Of Namesakes and Mandrakes: T9 Dictionary Collisions

I've always been fascinated/bemused by the mixups that happen when you use T9 predictive typing on your cell phone. While it is quite good overall, it can lull you into a false sense of security and if you don't actually make sure to read every word, you might text a friend asking if they'd like to go watch 'some mother' instead of 'some movies.' Because, of course, 668437 is the T9 code for both 'mother' and 'movies.' Bus ride can become cup ride, Jordan can become Korea, and (fittingly) kiss can become lips.

I decided to put my Computer Science degree to use and look for other fun "collisions"--cases where the same T9 code produces multiple words, preferably humorously. While I couldn't code in the humor criterion, I did create a simple Java program that prints out all the T9 collisions in a dictionary text file*.

Perusing through this file of 4717 collisions, I found a few I probably would have never stumbled across on my own.
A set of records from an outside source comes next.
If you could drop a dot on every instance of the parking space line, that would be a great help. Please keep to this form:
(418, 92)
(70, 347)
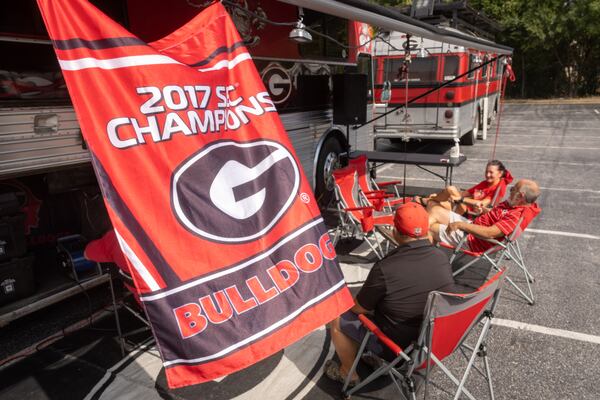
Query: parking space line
(538, 147)
(584, 337)
(573, 190)
(556, 135)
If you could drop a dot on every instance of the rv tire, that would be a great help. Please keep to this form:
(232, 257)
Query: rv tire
(468, 139)
(328, 161)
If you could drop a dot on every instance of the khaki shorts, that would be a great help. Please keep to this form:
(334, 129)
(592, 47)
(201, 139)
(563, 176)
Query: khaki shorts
(455, 237)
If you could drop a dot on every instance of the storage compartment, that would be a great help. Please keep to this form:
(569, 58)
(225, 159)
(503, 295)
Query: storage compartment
(16, 279)
(9, 204)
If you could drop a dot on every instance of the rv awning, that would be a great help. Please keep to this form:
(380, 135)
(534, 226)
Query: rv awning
(393, 20)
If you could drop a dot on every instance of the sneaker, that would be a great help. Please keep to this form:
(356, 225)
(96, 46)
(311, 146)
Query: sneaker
(371, 360)
(332, 371)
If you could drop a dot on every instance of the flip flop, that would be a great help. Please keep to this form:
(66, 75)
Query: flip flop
(332, 371)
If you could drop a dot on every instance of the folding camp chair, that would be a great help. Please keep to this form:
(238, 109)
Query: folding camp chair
(449, 320)
(505, 249)
(499, 194)
(358, 220)
(369, 187)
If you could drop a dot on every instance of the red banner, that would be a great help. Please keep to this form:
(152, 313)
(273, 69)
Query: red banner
(209, 203)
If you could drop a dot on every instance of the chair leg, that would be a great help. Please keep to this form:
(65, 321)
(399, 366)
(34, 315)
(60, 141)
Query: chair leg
(488, 373)
(117, 319)
(361, 349)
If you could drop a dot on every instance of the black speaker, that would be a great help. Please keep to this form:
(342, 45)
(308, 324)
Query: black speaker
(349, 99)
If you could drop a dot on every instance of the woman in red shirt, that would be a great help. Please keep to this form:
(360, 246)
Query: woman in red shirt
(497, 177)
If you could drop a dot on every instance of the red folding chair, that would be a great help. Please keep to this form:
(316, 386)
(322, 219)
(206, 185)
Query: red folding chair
(504, 249)
(449, 321)
(374, 191)
(358, 220)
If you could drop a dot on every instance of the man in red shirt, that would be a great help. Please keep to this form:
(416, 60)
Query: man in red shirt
(450, 228)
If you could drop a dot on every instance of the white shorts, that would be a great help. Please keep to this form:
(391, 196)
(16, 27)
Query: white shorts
(455, 237)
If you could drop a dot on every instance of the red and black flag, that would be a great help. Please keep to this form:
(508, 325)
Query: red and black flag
(224, 238)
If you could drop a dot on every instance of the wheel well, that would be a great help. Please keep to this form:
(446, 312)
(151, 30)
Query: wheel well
(334, 134)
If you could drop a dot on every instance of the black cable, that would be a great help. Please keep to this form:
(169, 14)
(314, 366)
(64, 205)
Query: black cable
(355, 127)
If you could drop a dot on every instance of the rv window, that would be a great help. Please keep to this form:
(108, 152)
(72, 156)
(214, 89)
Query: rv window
(419, 70)
(450, 67)
(364, 64)
(472, 64)
(24, 78)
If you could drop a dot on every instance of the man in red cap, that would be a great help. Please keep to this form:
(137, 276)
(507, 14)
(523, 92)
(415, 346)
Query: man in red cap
(395, 290)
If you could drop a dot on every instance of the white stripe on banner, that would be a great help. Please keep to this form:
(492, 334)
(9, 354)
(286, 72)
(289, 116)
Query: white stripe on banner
(234, 269)
(228, 64)
(584, 337)
(114, 63)
(261, 333)
(137, 264)
(136, 61)
(561, 233)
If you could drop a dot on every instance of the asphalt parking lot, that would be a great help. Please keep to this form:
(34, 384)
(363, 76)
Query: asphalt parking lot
(550, 350)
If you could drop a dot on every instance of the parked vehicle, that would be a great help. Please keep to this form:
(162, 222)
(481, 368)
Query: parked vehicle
(38, 127)
(457, 110)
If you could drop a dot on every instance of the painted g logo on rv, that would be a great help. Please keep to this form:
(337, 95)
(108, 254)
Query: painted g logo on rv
(234, 192)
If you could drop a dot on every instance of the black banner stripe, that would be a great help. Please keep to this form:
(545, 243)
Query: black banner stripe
(112, 196)
(258, 339)
(100, 44)
(219, 50)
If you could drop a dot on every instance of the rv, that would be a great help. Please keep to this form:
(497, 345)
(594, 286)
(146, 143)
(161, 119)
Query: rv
(408, 66)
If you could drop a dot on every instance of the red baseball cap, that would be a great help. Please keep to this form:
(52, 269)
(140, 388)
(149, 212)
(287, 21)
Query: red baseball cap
(411, 219)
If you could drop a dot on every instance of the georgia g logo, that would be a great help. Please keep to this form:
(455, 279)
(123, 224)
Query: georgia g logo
(234, 192)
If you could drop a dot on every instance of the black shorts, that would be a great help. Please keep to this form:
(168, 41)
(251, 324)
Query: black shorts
(351, 326)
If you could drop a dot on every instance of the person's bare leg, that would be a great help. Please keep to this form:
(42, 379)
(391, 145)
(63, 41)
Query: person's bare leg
(432, 203)
(439, 215)
(443, 198)
(345, 348)
(434, 233)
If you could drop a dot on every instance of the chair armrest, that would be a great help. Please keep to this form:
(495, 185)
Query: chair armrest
(389, 183)
(359, 208)
(378, 195)
(374, 192)
(379, 334)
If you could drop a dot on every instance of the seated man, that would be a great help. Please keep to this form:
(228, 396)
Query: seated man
(448, 227)
(396, 289)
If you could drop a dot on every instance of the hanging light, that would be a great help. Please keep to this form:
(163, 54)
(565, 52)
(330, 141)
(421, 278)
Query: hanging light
(299, 34)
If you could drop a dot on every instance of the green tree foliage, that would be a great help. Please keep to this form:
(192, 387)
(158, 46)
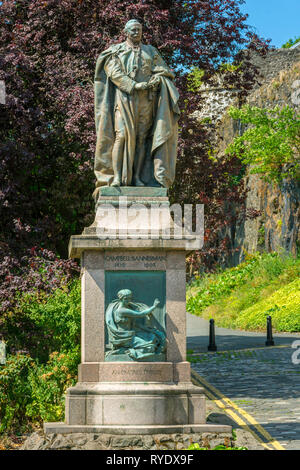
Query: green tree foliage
(270, 143)
(34, 379)
(290, 43)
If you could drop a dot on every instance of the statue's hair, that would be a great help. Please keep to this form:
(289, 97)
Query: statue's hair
(130, 23)
(122, 293)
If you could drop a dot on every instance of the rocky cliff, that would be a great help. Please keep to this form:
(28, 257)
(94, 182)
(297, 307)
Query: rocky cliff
(277, 227)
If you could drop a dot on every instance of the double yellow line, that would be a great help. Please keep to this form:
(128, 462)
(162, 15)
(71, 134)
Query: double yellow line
(240, 416)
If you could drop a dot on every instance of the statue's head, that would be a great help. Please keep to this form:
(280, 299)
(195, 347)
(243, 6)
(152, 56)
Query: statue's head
(125, 295)
(134, 30)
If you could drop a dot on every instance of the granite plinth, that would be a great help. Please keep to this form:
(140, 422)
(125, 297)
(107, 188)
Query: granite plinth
(62, 428)
(133, 371)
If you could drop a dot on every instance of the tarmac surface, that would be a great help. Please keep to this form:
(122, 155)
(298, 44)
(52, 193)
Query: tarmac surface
(262, 383)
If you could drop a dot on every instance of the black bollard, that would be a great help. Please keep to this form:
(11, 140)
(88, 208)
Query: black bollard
(270, 341)
(212, 337)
Namesake & mandrake are equivalent according to your phone, as are enemy & endow and imam & hobo (please don't hate me, Muslim fundamentalists--I love Islam and am only reporting what I found. Wage jihad against Tegic Communications, the heathen company that developed this godless technology).

Of course, there are a lot of boring collisions, like producer & produces, but there are some fun ones to find as well. I uploaded the output of the program to a public Google doc--check it out and see if you notice any particularly funny or unusual ones (I have only glanced over random sections of it).

After doing all this, I found this page that analyzes T9 collisions for numeric codes with the most words associated with them, which is also interesting, but he never would have found out that pennant & remnant go together, so I like my approach too.

So have you ever had any good mixups using T9 predictive typing? Did you find any gems from my list that I missed?

* I wish I had access to the actual T9 dictionary they use in phones, but I couldn't find it online, so I just used the default linux (American English) dictionary. I also didn't count one-letter words, because they are stupid, and I ignored any words that include anything other than the letters A-Z.


  1. spence and i were just talking about this today! my friend brooke is arnold and it always makes me laugh.

  2. Aly, I love it!

    A few others that people shared on my buzz but didn't bother to click over to comment on my blog (slackers!) were:

    "Stoke my boat" for "stole my coat"
    "I accidentally told a girl we could still be friends without 'eating each other', instead of 'dating each other'. She replied with, 'I'm not a cannibal.'"
    "Turkmenistan" for "thermodynamics"

  3. A guy in my high school said that when he tried to say "church" he always ended up saying "b*tch," but I'm pretty sure that was a result of him missing a keystroke since there's one less letter...

  4. This is fun. And oh so nerdy. I love it!

  5. And then just yesterday I texted someone about 'the cool of mormon.' That would probably be the most awesome book of scripture yet.

  6. Can't remember any examples at the moment, but excellent topic.

    How easy would it be to generate a list of words that were within one letter difference of a given word? That seems to happen a lot, too, as noted above, and might be an interesting ultra-nerdy programming project.

  7. James: not too hard, I'll have to get on that ASAP.

    And Twinky, yeah, but still pretty funny. I wonder if it was at all on purpose, or perhaps a freudian slip?